Le marché du fioul domestique traverse actuellement une phase relativement calme, après plusieurs semaines marquées par des variations liées aux tensions sur le secteur de l’énergie. Cette accalmie apparente donne aux consommateurs une impression de stabilité, même si les prix restent étroitement dépendants de l’évolution des marchés internationaux et peuvent réagir rapidement au moindre choc.
Ce mardi 30 juin, les plateformes de référence confirment cette tendance à la stabilité. Les tarifs enregistrent des variations très limitées, sans mouvement significatif à l’échelle nationale. Chez FioulMarket, le prix moyen pour 1 000 litres s’établit à 1 397 euros, soit une légère hausse de 3 euros sur 24 heures. Du côté de FioulReduc, la tendance est quasi inchangée, avec un prix moyen de 1 396 euros, en très faible variation par rapport à la veille.

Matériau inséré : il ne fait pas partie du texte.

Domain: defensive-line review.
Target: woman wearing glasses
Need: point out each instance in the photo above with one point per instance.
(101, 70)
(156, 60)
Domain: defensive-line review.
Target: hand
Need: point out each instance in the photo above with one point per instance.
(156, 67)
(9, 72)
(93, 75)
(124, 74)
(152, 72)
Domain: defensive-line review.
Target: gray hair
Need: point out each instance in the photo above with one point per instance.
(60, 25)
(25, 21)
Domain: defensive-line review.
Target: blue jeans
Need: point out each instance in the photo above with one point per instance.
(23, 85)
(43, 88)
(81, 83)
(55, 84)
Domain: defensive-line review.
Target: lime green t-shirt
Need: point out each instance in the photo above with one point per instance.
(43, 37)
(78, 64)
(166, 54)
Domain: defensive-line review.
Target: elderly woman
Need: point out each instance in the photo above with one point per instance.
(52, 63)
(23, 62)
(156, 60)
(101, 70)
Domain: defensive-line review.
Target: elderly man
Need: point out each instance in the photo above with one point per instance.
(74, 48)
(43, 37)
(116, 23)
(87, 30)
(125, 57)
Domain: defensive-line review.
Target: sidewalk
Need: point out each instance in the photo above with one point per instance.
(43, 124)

Des écarts toujours importants entre les régions
Si les prix semblent stables au niveau national, la réalité est très différente selon les territoires. Les coûts du fioul varient fortement d’une région à l’autre, en fonction notamment des distances de livraison, des contraintes logistiques et de l’organisation des réseaux d’approvisionnement. Selon les données de Fioulreduc, certaines zones affichent des niveaux plus accessibles. La Franche-Comté reste la région la moins chère, avec environ 1 288 euros pour 1 000 litres.
Elle est suivie de l’Île-de-France, autour de 1 316 euros, puis de la Haute-Normandie à environ 1 337 euros. À l’opposé, plusieurs régions restent nettement plus coûteuses. Le Limousin atteint environ 1 557 euros, l’Auvergne 1 493 euros, tandis que la Basse-Normandie se situe autour de 1 442 euros pour 1 000 litres. Ces écarts confirment une forte disparité persistante sur le marché français du fioul.

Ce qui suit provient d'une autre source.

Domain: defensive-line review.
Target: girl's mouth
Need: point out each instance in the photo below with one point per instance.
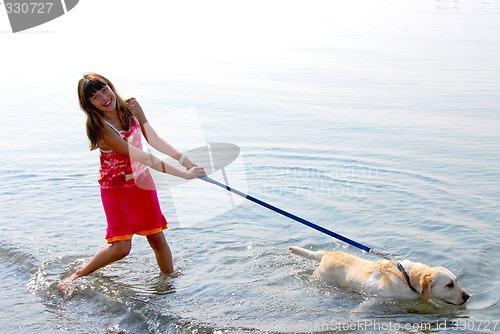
(108, 103)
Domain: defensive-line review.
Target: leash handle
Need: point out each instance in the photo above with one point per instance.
(288, 214)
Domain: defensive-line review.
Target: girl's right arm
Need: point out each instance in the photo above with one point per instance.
(114, 142)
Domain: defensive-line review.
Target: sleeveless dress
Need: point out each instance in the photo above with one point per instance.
(128, 192)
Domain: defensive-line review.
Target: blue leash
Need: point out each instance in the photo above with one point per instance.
(289, 215)
(312, 225)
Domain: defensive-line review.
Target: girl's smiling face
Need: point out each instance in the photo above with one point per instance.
(104, 99)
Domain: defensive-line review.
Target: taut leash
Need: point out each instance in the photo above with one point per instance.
(312, 225)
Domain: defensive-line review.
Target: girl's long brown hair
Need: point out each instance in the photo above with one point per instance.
(96, 128)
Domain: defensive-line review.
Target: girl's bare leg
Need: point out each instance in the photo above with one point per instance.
(116, 251)
(162, 252)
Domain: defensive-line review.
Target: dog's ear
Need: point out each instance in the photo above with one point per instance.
(426, 282)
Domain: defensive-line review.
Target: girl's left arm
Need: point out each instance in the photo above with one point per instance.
(153, 138)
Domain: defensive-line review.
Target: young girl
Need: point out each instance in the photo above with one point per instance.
(128, 194)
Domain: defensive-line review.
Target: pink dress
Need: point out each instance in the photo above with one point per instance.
(128, 192)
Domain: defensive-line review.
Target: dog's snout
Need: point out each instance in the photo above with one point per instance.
(465, 296)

Un marché du fioul domestique soutenu par des facteurs saisonniers
Pour les ménages chauffés au fioul, la période estivale peut représenter un moment opportun pour anticiper leurs achats. La demande étant plus faible durant l’été, les prix ont tendance à se stabiliser, voire à se détendre légèrement. Cette situation peut offrir une fenêtre favorable pour constituer des réserves avant la hausse saisonnière liée à la période de chauffe.
Toutefois, cet équilibre reste fragile. Le marché de l’énergie demeure très sensible au contexte géopolitique mondial, en particulier aux tensions persistantes au Moyen-Orient et en Iran. Une dégradation de la situation pourrait rapidement entraîner une hausse des prix du pétrole, avec un impact direct sur le fioul domestique. Ce mardi, le baril de Brent s’échange autour de 73,39 dollars, tandis que le WTI évolue à 70,07 dollars, selon les données de Prixdubaril.
Ces niveaux illustrent un marché encore stable mais exposé à des variations rapides.